The province will now work with Ottawa to iron out details of how the job training program will work, said Brad Duguid, minister of training, colleges and universities.
"This now opens the door to us working with the federal government to ensure we're providing the best possible programs we can for out-of-work Ontarians and, ultimately, out-of-work Canadians," he told The Canadian Press in an interview.
"It's an example of the provincial and territorial governments standing up for our vulnerable workers and, at the same time, getting to a point where both governments are working together."
The provinces and territories had refused to sign on to the original proposal that was the centrepiece of the 2013 federal budget, aimed at giving employers more input on job training programs.
The plan was to provide $15,000 for each eligible worker, with the cost divided equally between Ottawa, the provinces and employers.
The provinces and territories balked, saying Ottawa would claw back federal dollars for successful job-training programs run by the provinces, while forcing them to find millions more to cover their portion of the grant.
But they dropped their opposition last week after Ottawa agreed to a number of changes, including covering the provincial portion of the grant.
Both sides have come a long way over the past year, said Nick Koolsbergen, a spokesman for federal Employment Minister Jason Kenney.
Ontario, which was one of the most vocal opponents of the original proposal, is the first province to sign on, he said.
"I think it's a sign of how far things have come," he added.
Duguid said he expects the other provinces and territories will soon sign on to the framework agreement.
Ontario has also had good discussions with Ottawa over two other labour agreements for older and disabled workers that will expire soon, he said.
Quebec refused to sign on to the Canada Job Grant, but finalized a deal with the federal government earlier this week to renew a labour market agreement which includes many of the same elements.

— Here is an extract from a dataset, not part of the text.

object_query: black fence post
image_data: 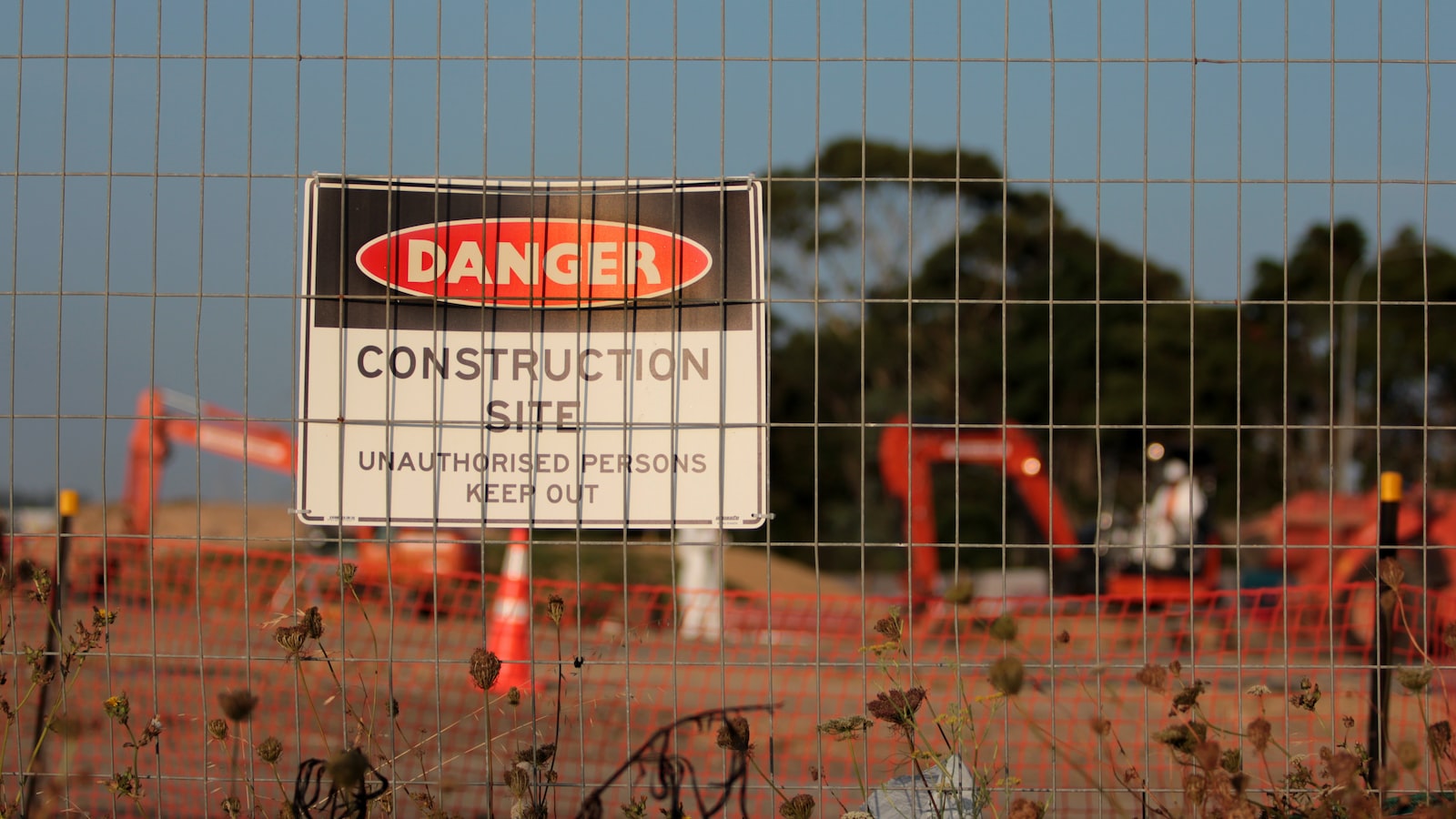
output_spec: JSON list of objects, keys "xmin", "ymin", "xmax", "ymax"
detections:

Unlike other provinces, Quebec has a dedicated training fund that gives employers a say in how the money is spent, said Koolsbergen.
Ottawa will be getting better reporting from Quebec about where the money is going to ensure that employers remain at the centre of the training system, he said.
"We've acknowledged that the Quebec system already has employer investment and employer involvement in training," he said.
"So we've agreed to renew the pre-existing labour market agreement with Quebec because they're already doing what we're trying to accomplish with the rest of Canada with the Canada Job Grant."